I have recently started meal prepping. If you’ve been around in the health and fitness world for a while you’ve surely heard that term before. I had heard loads of people talk about this being an absolute lifesaver for busy people (like yours truly) in various blogs and on Instagram. Until now I just couldn’t be bothered to do it though.
How silly of me^^ Meal preparation IS an absolute lifesaver! I cannot stress this enough. Especially if you are new to this whole “I want to eat healthy/clean”-thing.

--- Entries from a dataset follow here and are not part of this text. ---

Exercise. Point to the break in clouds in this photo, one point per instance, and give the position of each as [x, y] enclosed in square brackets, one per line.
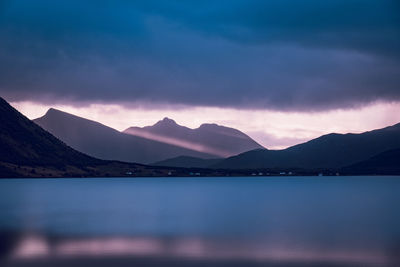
[284, 55]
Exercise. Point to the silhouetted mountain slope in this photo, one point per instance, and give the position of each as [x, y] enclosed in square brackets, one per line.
[387, 162]
[328, 151]
[27, 150]
[189, 162]
[23, 142]
[103, 142]
[213, 139]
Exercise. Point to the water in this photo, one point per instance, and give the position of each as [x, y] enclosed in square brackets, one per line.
[293, 221]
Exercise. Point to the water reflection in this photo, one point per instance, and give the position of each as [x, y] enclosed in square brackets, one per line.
[41, 250]
[340, 221]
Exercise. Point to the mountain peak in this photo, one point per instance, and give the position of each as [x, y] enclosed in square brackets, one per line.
[166, 121]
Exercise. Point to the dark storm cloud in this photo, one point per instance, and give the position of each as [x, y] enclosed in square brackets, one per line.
[298, 55]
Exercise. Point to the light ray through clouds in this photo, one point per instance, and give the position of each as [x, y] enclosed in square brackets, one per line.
[272, 129]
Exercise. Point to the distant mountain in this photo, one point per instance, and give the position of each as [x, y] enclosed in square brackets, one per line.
[328, 151]
[219, 141]
[103, 142]
[189, 162]
[387, 162]
[23, 142]
[26, 150]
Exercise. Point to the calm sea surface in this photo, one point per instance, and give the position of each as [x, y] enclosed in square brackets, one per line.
[281, 221]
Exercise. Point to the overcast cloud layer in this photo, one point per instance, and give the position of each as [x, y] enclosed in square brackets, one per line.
[282, 55]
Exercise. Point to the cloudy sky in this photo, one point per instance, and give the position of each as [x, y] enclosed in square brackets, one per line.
[283, 71]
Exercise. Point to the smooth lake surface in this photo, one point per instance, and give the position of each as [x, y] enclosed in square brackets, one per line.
[342, 221]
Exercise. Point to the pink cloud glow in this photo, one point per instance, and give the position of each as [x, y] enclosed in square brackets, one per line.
[273, 129]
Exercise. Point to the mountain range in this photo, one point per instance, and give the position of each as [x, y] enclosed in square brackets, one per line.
[27, 150]
[163, 140]
[327, 151]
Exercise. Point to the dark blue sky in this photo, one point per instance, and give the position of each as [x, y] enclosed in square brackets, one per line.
[282, 55]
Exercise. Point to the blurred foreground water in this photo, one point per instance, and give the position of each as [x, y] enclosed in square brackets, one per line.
[281, 221]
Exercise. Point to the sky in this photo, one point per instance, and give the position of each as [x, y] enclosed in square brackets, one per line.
[281, 71]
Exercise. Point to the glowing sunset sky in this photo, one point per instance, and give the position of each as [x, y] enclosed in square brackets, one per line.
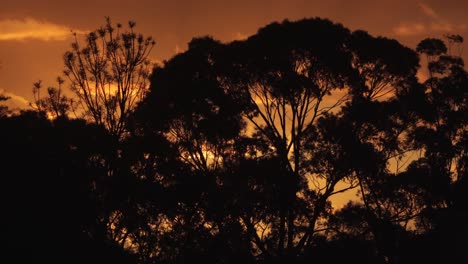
[35, 34]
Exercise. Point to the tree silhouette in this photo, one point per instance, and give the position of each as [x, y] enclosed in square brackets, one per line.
[109, 73]
[55, 105]
[3, 109]
[236, 152]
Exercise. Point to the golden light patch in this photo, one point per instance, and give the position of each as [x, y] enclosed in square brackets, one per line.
[30, 28]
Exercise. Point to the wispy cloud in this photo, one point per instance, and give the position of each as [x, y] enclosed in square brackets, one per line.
[434, 23]
[239, 36]
[30, 28]
[428, 11]
[15, 101]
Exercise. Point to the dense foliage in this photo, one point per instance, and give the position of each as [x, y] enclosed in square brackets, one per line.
[237, 151]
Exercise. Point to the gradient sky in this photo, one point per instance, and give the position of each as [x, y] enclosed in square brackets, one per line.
[34, 34]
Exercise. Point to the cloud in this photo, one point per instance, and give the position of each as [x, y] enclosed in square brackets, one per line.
[30, 28]
[239, 36]
[409, 29]
[428, 11]
[434, 24]
[15, 101]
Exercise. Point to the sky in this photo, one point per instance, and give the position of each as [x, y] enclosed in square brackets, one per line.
[34, 34]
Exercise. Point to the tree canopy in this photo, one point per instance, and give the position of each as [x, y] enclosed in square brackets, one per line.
[237, 152]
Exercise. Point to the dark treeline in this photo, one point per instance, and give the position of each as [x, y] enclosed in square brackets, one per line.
[236, 152]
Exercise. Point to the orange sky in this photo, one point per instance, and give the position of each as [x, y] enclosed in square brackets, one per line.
[35, 34]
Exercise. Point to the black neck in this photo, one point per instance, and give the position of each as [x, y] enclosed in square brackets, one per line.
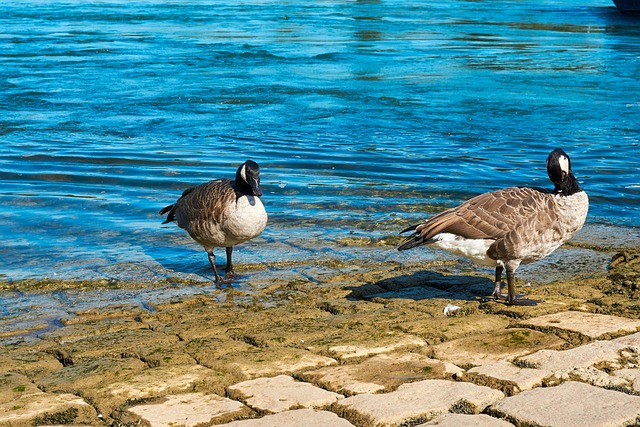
[567, 187]
[242, 188]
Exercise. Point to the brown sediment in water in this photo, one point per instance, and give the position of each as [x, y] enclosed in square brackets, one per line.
[348, 314]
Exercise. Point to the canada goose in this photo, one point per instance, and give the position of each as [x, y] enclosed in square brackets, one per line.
[505, 228]
[222, 213]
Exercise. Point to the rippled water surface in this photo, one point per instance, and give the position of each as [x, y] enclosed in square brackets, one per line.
[364, 116]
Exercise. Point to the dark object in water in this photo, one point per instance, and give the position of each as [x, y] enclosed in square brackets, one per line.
[631, 7]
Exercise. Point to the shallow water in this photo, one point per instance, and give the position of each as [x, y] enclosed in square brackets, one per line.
[364, 116]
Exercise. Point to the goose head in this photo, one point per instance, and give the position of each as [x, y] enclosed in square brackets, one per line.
[248, 179]
[560, 173]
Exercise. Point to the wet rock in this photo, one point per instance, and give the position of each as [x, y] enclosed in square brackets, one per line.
[91, 374]
[592, 326]
[507, 377]
[501, 345]
[23, 404]
[390, 343]
[300, 417]
[384, 372]
[458, 420]
[148, 384]
[584, 356]
[281, 393]
[190, 409]
[570, 404]
[419, 401]
[31, 363]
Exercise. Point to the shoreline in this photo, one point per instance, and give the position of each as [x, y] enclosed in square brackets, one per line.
[98, 364]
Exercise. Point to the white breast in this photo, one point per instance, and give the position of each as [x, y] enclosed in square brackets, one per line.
[246, 219]
[474, 249]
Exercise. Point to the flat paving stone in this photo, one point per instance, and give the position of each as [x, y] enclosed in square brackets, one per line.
[189, 410]
[299, 417]
[281, 393]
[420, 400]
[384, 371]
[347, 352]
[632, 376]
[571, 404]
[156, 382]
[22, 403]
[508, 375]
[500, 345]
[591, 325]
[461, 420]
[583, 356]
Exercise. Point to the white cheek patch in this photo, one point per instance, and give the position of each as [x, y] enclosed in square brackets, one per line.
[564, 164]
[243, 173]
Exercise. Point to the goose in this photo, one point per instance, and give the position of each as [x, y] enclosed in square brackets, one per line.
[511, 226]
[222, 213]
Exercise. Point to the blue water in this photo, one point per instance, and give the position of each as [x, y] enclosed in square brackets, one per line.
[364, 116]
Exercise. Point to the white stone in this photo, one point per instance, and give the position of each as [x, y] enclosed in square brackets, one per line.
[523, 378]
[630, 375]
[347, 352]
[461, 420]
[282, 393]
[589, 324]
[571, 404]
[187, 410]
[300, 417]
[422, 399]
[155, 382]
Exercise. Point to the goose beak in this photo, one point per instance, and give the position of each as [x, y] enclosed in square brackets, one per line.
[255, 187]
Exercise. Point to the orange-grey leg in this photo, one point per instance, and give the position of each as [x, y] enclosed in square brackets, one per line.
[498, 283]
[212, 261]
[229, 275]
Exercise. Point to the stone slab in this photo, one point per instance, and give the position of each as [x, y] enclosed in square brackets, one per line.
[583, 356]
[300, 417]
[571, 404]
[420, 400]
[151, 383]
[591, 325]
[500, 345]
[156, 382]
[632, 376]
[22, 403]
[347, 352]
[507, 374]
[381, 372]
[281, 393]
[189, 410]
[460, 420]
[296, 360]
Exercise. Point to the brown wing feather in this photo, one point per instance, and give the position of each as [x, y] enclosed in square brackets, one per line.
[487, 216]
[203, 203]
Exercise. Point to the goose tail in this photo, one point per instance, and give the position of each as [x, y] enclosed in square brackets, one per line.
[168, 209]
[413, 240]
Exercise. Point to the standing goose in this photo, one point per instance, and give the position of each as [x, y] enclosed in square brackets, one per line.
[508, 227]
[222, 213]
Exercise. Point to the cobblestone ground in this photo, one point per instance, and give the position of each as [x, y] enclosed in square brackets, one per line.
[358, 345]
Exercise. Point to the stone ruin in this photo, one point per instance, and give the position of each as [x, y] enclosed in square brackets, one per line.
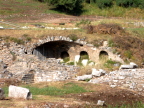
[39, 61]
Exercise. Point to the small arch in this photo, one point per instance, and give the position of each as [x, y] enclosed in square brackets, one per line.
[84, 55]
[64, 54]
[103, 55]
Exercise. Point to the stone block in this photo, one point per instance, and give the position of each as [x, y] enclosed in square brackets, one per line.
[97, 73]
[19, 92]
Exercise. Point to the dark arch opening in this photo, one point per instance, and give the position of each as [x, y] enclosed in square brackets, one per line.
[84, 55]
[103, 55]
[53, 49]
[64, 54]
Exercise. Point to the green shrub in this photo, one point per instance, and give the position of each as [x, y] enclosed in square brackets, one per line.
[54, 91]
[104, 3]
[130, 3]
[73, 37]
[83, 22]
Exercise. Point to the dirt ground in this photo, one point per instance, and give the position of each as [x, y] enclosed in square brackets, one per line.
[111, 96]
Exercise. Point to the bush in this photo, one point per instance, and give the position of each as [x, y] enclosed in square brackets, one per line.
[130, 3]
[104, 3]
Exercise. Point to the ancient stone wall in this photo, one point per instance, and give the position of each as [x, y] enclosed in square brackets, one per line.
[25, 64]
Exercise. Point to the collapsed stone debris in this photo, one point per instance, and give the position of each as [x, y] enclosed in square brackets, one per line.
[40, 60]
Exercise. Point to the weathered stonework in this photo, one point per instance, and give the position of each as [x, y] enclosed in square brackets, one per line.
[38, 61]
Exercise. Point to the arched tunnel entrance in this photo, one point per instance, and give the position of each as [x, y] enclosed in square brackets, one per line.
[54, 49]
[103, 55]
[84, 55]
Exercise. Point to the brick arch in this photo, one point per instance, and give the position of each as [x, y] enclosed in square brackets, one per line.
[84, 55]
[103, 55]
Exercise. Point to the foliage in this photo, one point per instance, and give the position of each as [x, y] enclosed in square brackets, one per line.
[73, 37]
[130, 3]
[67, 5]
[104, 3]
[54, 91]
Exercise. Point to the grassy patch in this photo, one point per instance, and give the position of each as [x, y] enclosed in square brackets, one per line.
[55, 91]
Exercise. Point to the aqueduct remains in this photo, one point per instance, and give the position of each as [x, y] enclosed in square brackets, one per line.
[39, 61]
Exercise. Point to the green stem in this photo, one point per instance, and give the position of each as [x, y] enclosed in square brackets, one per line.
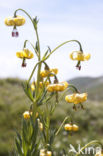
[25, 13]
[31, 45]
[66, 118]
[73, 87]
[34, 71]
[64, 44]
[87, 145]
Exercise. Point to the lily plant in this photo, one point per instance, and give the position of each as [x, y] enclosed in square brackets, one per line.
[37, 136]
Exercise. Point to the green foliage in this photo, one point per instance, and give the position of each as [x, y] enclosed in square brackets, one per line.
[13, 102]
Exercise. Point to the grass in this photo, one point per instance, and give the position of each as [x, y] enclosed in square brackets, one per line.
[13, 102]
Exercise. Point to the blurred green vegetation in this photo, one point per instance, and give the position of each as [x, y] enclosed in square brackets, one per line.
[13, 102]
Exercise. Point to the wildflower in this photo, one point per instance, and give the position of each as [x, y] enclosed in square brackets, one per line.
[27, 114]
[15, 21]
[68, 127]
[79, 56]
[100, 153]
[76, 98]
[48, 153]
[75, 127]
[43, 152]
[41, 84]
[33, 86]
[45, 73]
[15, 32]
[71, 127]
[57, 87]
[24, 54]
[40, 126]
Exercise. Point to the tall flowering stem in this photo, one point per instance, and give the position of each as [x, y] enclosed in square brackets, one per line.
[36, 126]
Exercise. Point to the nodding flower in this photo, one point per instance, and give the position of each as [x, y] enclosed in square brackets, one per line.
[76, 98]
[15, 21]
[45, 73]
[44, 152]
[79, 56]
[24, 54]
[57, 87]
[71, 127]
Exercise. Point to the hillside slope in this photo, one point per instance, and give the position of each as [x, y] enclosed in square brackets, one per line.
[93, 86]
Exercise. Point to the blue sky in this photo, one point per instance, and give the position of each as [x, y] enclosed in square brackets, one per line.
[59, 20]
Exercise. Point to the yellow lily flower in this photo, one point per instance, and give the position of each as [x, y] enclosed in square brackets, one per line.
[75, 127]
[79, 56]
[70, 127]
[41, 84]
[57, 87]
[15, 21]
[25, 53]
[76, 98]
[27, 114]
[45, 73]
[100, 153]
[43, 152]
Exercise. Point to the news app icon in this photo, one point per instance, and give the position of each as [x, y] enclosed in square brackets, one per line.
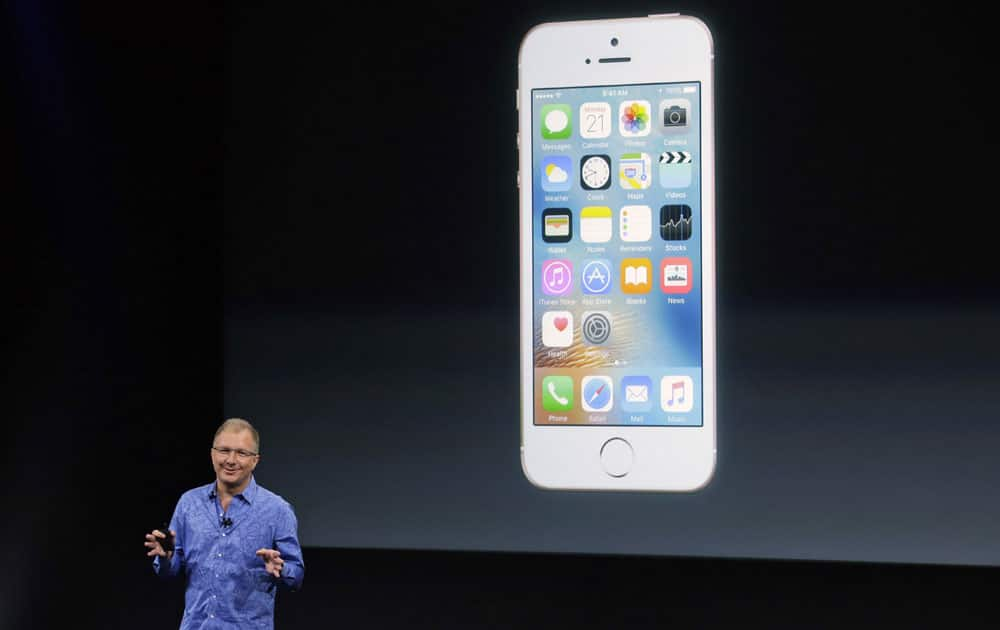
[675, 275]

You spend 2-4 hours in the kitchen (I have been told you get faster over time and I still want to believe this is true lol), say on a sunday and then you have food for days. You just grab it out of the fridge whenever the time to eat has come. Brilliant.
How much food you prepare is totally up to you. Take me for example. At the moment I only cook for myself, which makes it a bit easier than for example prepping meals for a whole family (I get that it is not as easy for all of you hard-working mums!). I usually prepare three meals – breakfast, lunch and dinner + a healthy snack option for 3-4 days. That means I am in the kitchen two days a week, usually sunday and wednesday (which is my day off). The rest of the time I can just relax and enjoy all the yummy stuff I’ve made.
That is one way of doing it. You could also cook for the whole week in one huge batch cooking session and then freeze some of the meals you cooked. Or you could just prepare a few things without cooking full dishes. You could for example chop all the veggies you’ll need for your meals. Even that is going to save you some time.
This way of preparing all your food comes with other benefits too. Because you’ve already cooked all your food you know exactly what you are going to eat. This can be an enormous help to stay on track. You won’t be tempted to eat greasy canteen food or grab a burger in your lunch break if your lunch is already waiting for you.
So, if you want to eat healthier but find it hard to cook from scratch every single day, and maybe you have a busy lifestyle on top of that – please, give meal prepping a try 🙂 It might seem like a lot of work at first but once you get the hang of it it makes life so much easier!
I don’t like to follow complicated recipes with lots of ingredients when I batch-cook. I prefer to just throw a few things together that I think would taste nice when combined. Most of the time what comes out is at least edible, and then sometimes, sometimes it tastes preeetty good (and I’m kind of proud of myself haha).
Like this one. An easy stir-fry with shrimps that I’ve made a couple of times over the last few weeks. It is thrown together in no time and makes an excellent post-workout meal (high in protein, low in fat) in combination with a carb source of your choice. I like to serve it with white rice or (as pictured here) with plantain tortillas. Cristina over at The Castaway Kitchen has a great recipe for them, you can find it here. I used her recipe but turned it into a flatbread!
If you decide to make this in your first meal prep session (or just as a meal on its own, no pressure ;)) I would love to hear how it went! Hope you’ll enjoy it xx
Easy Shrimp Stir-Fry (paleo, gluten-free, dairy-free)
- 400g peeled and deveined shrimp, thawed if frozen
- 430g (2 big ones) pak choi
- 135g leek greens (one large)
- 75ml coconut aminos
- 3 teaspoons honey
- 1 tablespoon coconut oil
- 1 teaspoon ginger powder
- sea salt
- If necessary remove outer leaves of the leek and pak choi. Thinly slice everything and set aside.
- In a large frying pan or wok heat the coconut oil over medium heat.
- Add shrimp and fry for 5 minutes. (at this point, especially if you are using thawed shrimp, there might be some excess water in the pan. I like to quickly pour everything into a sieve over the sink to get rid of it and then add the shrimp back into the pan.)
- Add leek greens and pak choi. Stir and cook for about 5 minutes until the vegetables have wilted.
- Add the honey and stir to combine. Season with salt, ginger and coconut aminos.
- Cook for another 1-2 minutes, until enough of the liquid has evaporated.
Serve over white rice or use as a filling for your favourite gluten-free tacos and tortillas!